Sadly, this was to be short-lived. There were bitter differences over such questions as the trade unions and participation in elections, and the London group, before folding, split off and published two issues of a new paper, Workers News Special.
However, Joe and I discovered a group of ex- and expelled SPGB members with views near to our own and eventually yet another group emerged – Social Revolution – with a paper of that name and a theoretical journal, Libertarian Communism. Joe took a great dislike to some comrades’ views on sexual matters, and left.
But he was not politically idle, and he helped form the London Workers Group, arguing for workers’ councils and the study of Marxist economics. It was out of the LWG that the Movement for Workers’ Councils emerged.
Whatever political differences one had with him one could not help loving Joe for what he was – a self-taught worker who gave his all for the liberation of his class. The memorial meeting held for him in the Woolwich Unemployed Centre underlined this, being attended by people ranging from trade union and Labour Party activists to Anarchists and Council Communists.
I would like to make a few comments on Ernest Roger’s obituary to Joe Thomas in the Autumn 1990 edition of Revolutionary History.
He states that the bureaucratic conduct of an American ICC representative to the Revolutionary Workers Association “split the group”. I was a member of the RWA in 1946, and have no recollection of a political split taking place. What I can recall is that there was a personal dispute between the ICC representative and Dennis Levin which led to the ICC person being excluded from the group, and a request being made to the American party to recall him.
Comrade Rogers writes that “in May 1946 Joe Thomas and his colleagues broke with the ICC ...” This also I cannot recall. In fact Joe Thomas was writing for the Oehlerite Revolutionary Workers League journal, the International News, which had set up the ICC, as late as November 1950.
A further development to the organisation, which had renamed itself the Socialist Workers League, was a political split around the question of the development of a theoretical basis for the organisation. One of the League’s groups in Hackney, which included myself, argued that the development of the theoretical side of the organisation should be given greater emphasis than that of an agitational/industrial nature. We felt that we had to develop this side of the organisation in the struggle against the Trotskyist groups and their theory of support for Labourism. Although we obtained a majority for this position, Joe, in his usual obstinate way, refused to contribute financially or actively in the implementation of this position, which led to a split and the formation by ourselves of a group called the Socialist Workers Group which carried on the Oehlerite tradition through a bi-monthly theoretical journal. Dennis Levin was a participant in the early days of this new group, which later became the London section of the Socialist Workers Federation, with Harry McShane and Eric Heffer.
To my regret, I never saw Joe after the split in the organisation. Although I wrote to him suggesting a meeting a few months before his death, I never received a reply, possibly due to his ill health.

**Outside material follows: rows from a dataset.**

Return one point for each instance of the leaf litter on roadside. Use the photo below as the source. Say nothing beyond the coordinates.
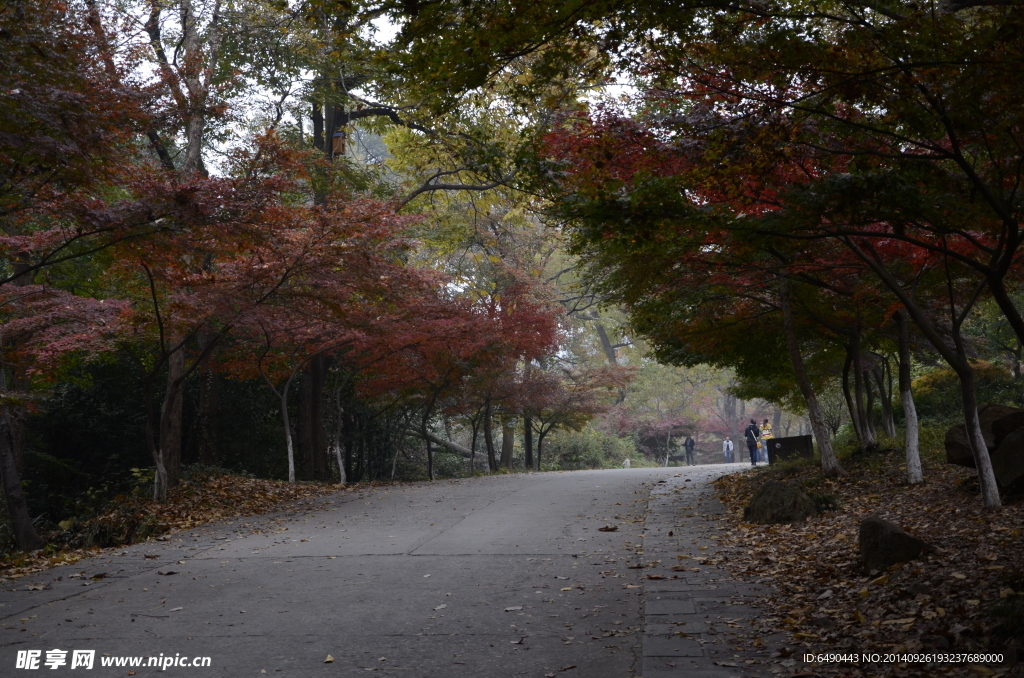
(947, 600)
(198, 501)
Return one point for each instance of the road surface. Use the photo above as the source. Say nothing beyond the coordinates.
(487, 577)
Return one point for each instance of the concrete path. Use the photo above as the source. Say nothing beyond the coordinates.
(503, 576)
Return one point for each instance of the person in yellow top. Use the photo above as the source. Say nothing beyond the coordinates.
(766, 436)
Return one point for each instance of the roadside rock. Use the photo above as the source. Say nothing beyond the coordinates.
(1008, 461)
(883, 544)
(779, 501)
(1004, 426)
(957, 448)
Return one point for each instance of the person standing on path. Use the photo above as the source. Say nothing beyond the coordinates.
(766, 435)
(689, 443)
(751, 434)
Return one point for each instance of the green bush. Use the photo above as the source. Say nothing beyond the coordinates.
(937, 393)
(588, 449)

Joe was a very stubborn person, but in the best sense of the word. Once he was convinced of an idea or purpose, he would pursue it through thick and thin, often quoting Lenin in justification of his methods for realising his goal. He was an instinctive class fighter who hated reformism and the Labour and trade union bureaucrats, and who always referred back to the revolutionary traditions of the British working class, such as the Chartists, as examples to be followed. He was a true son of the revolutionary working class activist.
Ernie Rogers replies:
Several correspondents have written to tell of periods and events in the life of Joe Thomas which I have omitted. Not writing his life story, but a brief obituary, I concentrated on that period, the dockers’ strike, which I considered, as did Joe, his biggest achievement.

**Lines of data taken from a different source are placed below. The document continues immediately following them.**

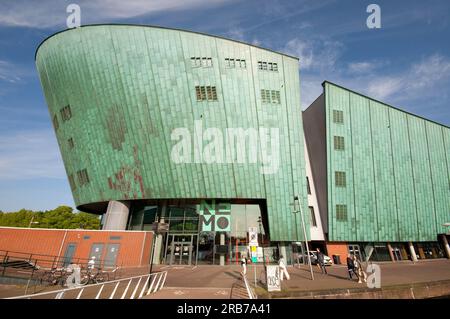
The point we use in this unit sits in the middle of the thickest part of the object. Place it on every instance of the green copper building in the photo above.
(142, 117)
(381, 174)
(202, 139)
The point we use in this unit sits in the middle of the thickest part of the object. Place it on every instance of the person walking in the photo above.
(359, 270)
(244, 265)
(351, 267)
(283, 269)
(321, 261)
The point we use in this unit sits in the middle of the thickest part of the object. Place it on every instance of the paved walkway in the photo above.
(213, 281)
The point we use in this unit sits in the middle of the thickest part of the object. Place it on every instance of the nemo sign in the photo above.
(215, 216)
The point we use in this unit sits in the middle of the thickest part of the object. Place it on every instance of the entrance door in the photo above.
(68, 255)
(180, 250)
(97, 251)
(112, 251)
(354, 250)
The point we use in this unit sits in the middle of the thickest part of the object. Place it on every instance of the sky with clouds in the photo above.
(406, 63)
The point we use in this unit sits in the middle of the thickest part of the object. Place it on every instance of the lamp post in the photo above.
(296, 201)
(262, 246)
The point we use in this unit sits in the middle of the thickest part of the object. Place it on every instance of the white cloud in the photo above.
(315, 54)
(8, 72)
(26, 154)
(52, 13)
(418, 80)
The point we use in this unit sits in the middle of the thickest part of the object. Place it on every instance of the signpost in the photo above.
(273, 278)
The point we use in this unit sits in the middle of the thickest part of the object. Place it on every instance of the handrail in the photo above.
(158, 277)
(251, 294)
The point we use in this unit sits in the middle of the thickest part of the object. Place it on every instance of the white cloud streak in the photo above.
(26, 155)
(52, 13)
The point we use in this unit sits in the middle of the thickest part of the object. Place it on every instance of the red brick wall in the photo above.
(134, 246)
(338, 248)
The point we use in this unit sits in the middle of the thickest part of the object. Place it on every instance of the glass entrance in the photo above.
(180, 250)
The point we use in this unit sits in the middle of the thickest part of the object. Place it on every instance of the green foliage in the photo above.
(61, 217)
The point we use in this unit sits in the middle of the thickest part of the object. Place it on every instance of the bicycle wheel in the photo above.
(101, 277)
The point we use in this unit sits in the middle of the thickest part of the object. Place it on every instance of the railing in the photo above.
(115, 289)
(251, 294)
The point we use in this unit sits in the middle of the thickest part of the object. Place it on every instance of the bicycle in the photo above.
(93, 276)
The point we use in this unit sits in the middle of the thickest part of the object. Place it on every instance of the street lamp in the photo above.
(32, 222)
(296, 202)
(262, 246)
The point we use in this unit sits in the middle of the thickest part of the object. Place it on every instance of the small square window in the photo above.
(339, 143)
(70, 142)
(203, 93)
(339, 178)
(338, 116)
(341, 212)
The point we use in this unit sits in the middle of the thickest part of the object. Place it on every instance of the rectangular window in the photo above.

It was of course the Common Wealth Party, and not the Commonwealth Party.
Tom Cowan says I stated that the bureaucratic conduct of an International Contact Commission representative to the Revolutionary Workers Association split the group. What I said was:
The member was Arthur Priest, and his statement about the split appears in Political Correspondence, no.2, December 1946 (New York), a publication of what was known as the Marlen group. In the same issue Joe was engaged in a discussion with George Marlen. The discussion was over the statement in the open letter of the Socialist Workers League, which “claimed that none of the existing parties in the working class movement served the interests of the working class”. In this discussion no mention was ever made of the ICC and its 14 Points. Arthur Priest remained a member of the SWL for some time after this letter and, to my knowledge, Joe never repudiated it.